Avrasya Üniversitesi olarak yöre halkı ve genç kuşaklarla birlikte, bölgesel değerlerimizi ön plana çıkaracak araştırma alanlarında, çalışmayı seviyoruz. Bu amaçla bölgemizdeki ortaöğretim kurumları ile birlikte Karayemiş, Kokulu Üzüm, Patlıcan İnciri ve Trabzon Hurması başta olmak üzere bölgemizin önemli değerlerini büyüklerimizin dilinden çocuklarımıza yerinde aktarmak istedik ve gençlerle birlikte üç hafta sonra Köksal beylerin köy evlerini yeniden ziyarete gittik.  Günün sağlık koşulları nedeniyle az sayıdaki öğrencimiz ile önceden belirlediğimiz karayemiş ağaçlarımızı meyveleri olanca güzelliği ile bizi bekliyor bulduk.
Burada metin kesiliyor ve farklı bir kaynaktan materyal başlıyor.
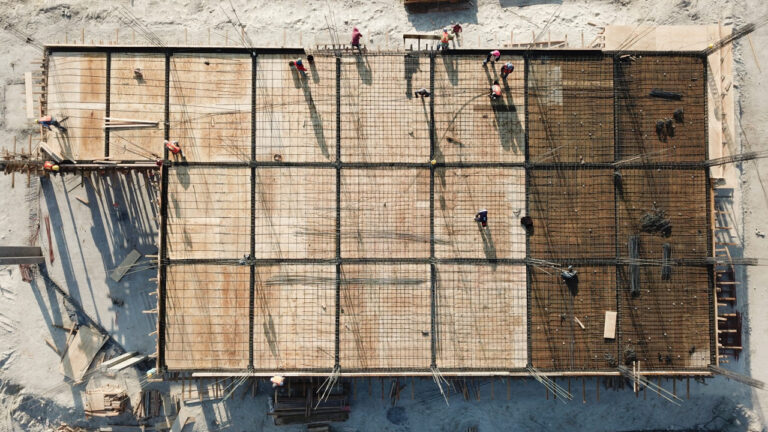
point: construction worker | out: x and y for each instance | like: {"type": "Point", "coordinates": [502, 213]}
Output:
{"type": "Point", "coordinates": [356, 35]}
{"type": "Point", "coordinates": [492, 57]}
{"type": "Point", "coordinates": [507, 69]}
{"type": "Point", "coordinates": [300, 67]}
{"type": "Point", "coordinates": [49, 121]}
{"type": "Point", "coordinates": [422, 93]}
{"type": "Point", "coordinates": [482, 217]}
{"type": "Point", "coordinates": [444, 40]}
{"type": "Point", "coordinates": [456, 30]}
{"type": "Point", "coordinates": [172, 146]}
{"type": "Point", "coordinates": [495, 90]}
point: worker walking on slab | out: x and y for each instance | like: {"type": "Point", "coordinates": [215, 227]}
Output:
{"type": "Point", "coordinates": [356, 35]}
{"type": "Point", "coordinates": [444, 40]}
{"type": "Point", "coordinates": [492, 57]}
{"type": "Point", "coordinates": [507, 69]}
{"type": "Point", "coordinates": [48, 121]}
{"type": "Point", "coordinates": [495, 90]}
{"type": "Point", "coordinates": [422, 93]}
{"type": "Point", "coordinates": [482, 217]}
{"type": "Point", "coordinates": [300, 67]}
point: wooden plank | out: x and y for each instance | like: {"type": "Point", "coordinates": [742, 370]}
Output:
{"type": "Point", "coordinates": [126, 265]}
{"type": "Point", "coordinates": [609, 331]}
{"type": "Point", "coordinates": [28, 83]}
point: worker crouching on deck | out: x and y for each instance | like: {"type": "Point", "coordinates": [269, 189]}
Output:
{"type": "Point", "coordinates": [48, 121]}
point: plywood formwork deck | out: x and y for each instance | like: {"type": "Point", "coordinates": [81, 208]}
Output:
{"type": "Point", "coordinates": [137, 99]}
{"type": "Point", "coordinates": [315, 199]}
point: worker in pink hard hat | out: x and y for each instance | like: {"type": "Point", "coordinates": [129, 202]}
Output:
{"type": "Point", "coordinates": [356, 35]}
{"type": "Point", "coordinates": [492, 57]}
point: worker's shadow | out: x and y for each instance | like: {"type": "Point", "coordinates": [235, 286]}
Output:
{"type": "Point", "coordinates": [317, 121]}
{"type": "Point", "coordinates": [363, 69]}
{"type": "Point", "coordinates": [488, 247]}
{"type": "Point", "coordinates": [410, 66]}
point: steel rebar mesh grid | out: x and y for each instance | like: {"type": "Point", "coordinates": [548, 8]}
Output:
{"type": "Point", "coordinates": [639, 112]}
{"type": "Point", "coordinates": [573, 213]}
{"type": "Point", "coordinates": [570, 109]}
{"type": "Point", "coordinates": [209, 213]}
{"type": "Point", "coordinates": [667, 326]}
{"type": "Point", "coordinates": [558, 341]}
{"type": "Point", "coordinates": [680, 195]}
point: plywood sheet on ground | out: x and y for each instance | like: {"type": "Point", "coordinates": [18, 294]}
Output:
{"type": "Point", "coordinates": [209, 212]}
{"type": "Point", "coordinates": [385, 213]}
{"type": "Point", "coordinates": [638, 112]}
{"type": "Point", "coordinates": [557, 340]}
{"type": "Point", "coordinates": [681, 195]}
{"type": "Point", "coordinates": [295, 213]}
{"type": "Point", "coordinates": [385, 317]}
{"type": "Point", "coordinates": [77, 92]}
{"type": "Point", "coordinates": [462, 192]}
{"type": "Point", "coordinates": [570, 109]}
{"type": "Point", "coordinates": [138, 99]}
{"type": "Point", "coordinates": [668, 325]}
{"type": "Point", "coordinates": [295, 116]}
{"type": "Point", "coordinates": [573, 213]}
{"type": "Point", "coordinates": [294, 317]}
{"type": "Point", "coordinates": [210, 106]}
{"type": "Point", "coordinates": [207, 317]}
{"type": "Point", "coordinates": [381, 120]}
{"type": "Point", "coordinates": [469, 127]}
{"type": "Point", "coordinates": [481, 317]}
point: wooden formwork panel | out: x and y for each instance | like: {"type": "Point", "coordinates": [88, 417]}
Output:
{"type": "Point", "coordinates": [210, 106]}
{"type": "Point", "coordinates": [295, 213]}
{"type": "Point", "coordinates": [638, 112]}
{"type": "Point", "coordinates": [573, 213]}
{"type": "Point", "coordinates": [570, 109]}
{"type": "Point", "coordinates": [137, 99]}
{"type": "Point", "coordinates": [294, 317]}
{"type": "Point", "coordinates": [481, 317]}
{"type": "Point", "coordinates": [295, 116]}
{"type": "Point", "coordinates": [668, 325]}
{"type": "Point", "coordinates": [385, 316]}
{"type": "Point", "coordinates": [558, 342]}
{"type": "Point", "coordinates": [77, 86]}
{"type": "Point", "coordinates": [681, 195]}
{"type": "Point", "coordinates": [385, 213]}
{"type": "Point", "coordinates": [462, 192]}
{"type": "Point", "coordinates": [209, 212]}
{"type": "Point", "coordinates": [207, 317]}
{"type": "Point", "coordinates": [381, 120]}
{"type": "Point", "coordinates": [469, 127]}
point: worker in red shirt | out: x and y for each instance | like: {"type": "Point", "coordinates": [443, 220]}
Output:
{"type": "Point", "coordinates": [495, 90]}
{"type": "Point", "coordinates": [356, 35]}
{"type": "Point", "coordinates": [300, 67]}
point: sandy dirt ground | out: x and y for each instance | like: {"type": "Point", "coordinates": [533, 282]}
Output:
{"type": "Point", "coordinates": [88, 241]}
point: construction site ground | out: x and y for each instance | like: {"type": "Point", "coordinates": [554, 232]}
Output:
{"type": "Point", "coordinates": [89, 240]}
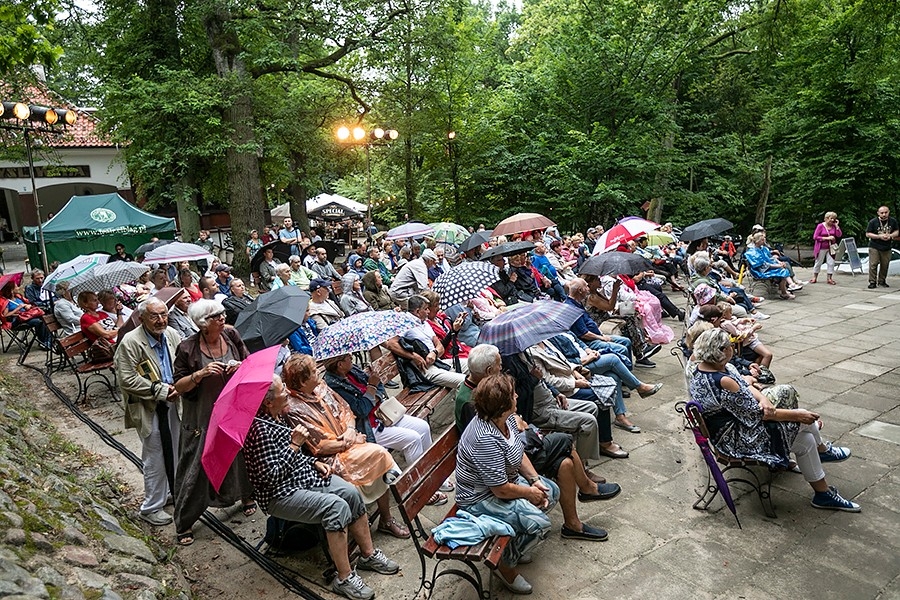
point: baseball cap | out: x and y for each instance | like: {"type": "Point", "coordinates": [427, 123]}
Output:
{"type": "Point", "coordinates": [317, 283]}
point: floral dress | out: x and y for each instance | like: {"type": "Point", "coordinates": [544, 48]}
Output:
{"type": "Point", "coordinates": [735, 419]}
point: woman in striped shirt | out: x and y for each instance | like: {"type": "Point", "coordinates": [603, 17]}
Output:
{"type": "Point", "coordinates": [494, 477]}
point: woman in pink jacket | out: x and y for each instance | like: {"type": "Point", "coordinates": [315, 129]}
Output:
{"type": "Point", "coordinates": [827, 233]}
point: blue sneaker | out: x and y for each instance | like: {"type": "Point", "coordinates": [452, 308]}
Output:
{"type": "Point", "coordinates": [834, 453]}
{"type": "Point", "coordinates": [832, 500]}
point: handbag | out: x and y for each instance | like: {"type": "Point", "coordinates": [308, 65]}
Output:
{"type": "Point", "coordinates": [390, 411]}
{"type": "Point", "coordinates": [626, 308]}
{"type": "Point", "coordinates": [30, 313]}
{"type": "Point", "coordinates": [100, 351]}
{"type": "Point", "coordinates": [604, 389]}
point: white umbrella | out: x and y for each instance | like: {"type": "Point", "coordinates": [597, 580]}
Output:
{"type": "Point", "coordinates": [108, 276]}
{"type": "Point", "coordinates": [413, 229]}
{"type": "Point", "coordinates": [71, 268]}
{"type": "Point", "coordinates": [177, 251]}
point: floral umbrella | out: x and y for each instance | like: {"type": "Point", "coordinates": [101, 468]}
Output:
{"type": "Point", "coordinates": [451, 233]}
{"type": "Point", "coordinates": [362, 331]}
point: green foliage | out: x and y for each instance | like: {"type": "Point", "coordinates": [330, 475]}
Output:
{"type": "Point", "coordinates": [25, 27]}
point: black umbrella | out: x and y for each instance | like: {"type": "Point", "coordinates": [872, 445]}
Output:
{"type": "Point", "coordinates": [507, 249]}
{"type": "Point", "coordinates": [145, 248]}
{"type": "Point", "coordinates": [272, 317]}
{"type": "Point", "coordinates": [476, 239]}
{"type": "Point", "coordinates": [615, 263]}
{"type": "Point", "coordinates": [706, 228]}
{"type": "Point", "coordinates": [281, 251]}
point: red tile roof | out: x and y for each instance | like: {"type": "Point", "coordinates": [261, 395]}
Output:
{"type": "Point", "coordinates": [84, 134]}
Karayemişlerimizi yedik, topladık ve bölgemizin bu güzel ürününün sağlığa faydalarını konuştuk.

Faik ağabey hoş sohbet konuşmasıyla bizlere,

  • Kurutularak tüketilen Karayemişin şeker hastalarına ne kadar iyi geldiğinin geleneksel yöntemlerle kurutup tüketen halkımızın çok iyi bildiğini,
  • Eylül-Ekim aylarında patlıcan inciri, güz fasulyesi,  palamut balığı, kokulu üzüm bu ürünler nedeniyle Trabzon dışındaki hemşerilerimizin ziyaretlerinde bu ayları seçtiğini,
  • Gelemeyenlere ise Trabzon’daki yakınlarının bu ürünleri kargo ile ulaştırdıklarını,

anlattı.

Yine yöreye has Kokulu Üzüm’ün sayısız yararları olduğu sadece bağışıklık sistemini güçlendirme özelliğinin bile Covid-19 salgını ile mücadelemizde ne kadar önemli olabileceği tartışıldı.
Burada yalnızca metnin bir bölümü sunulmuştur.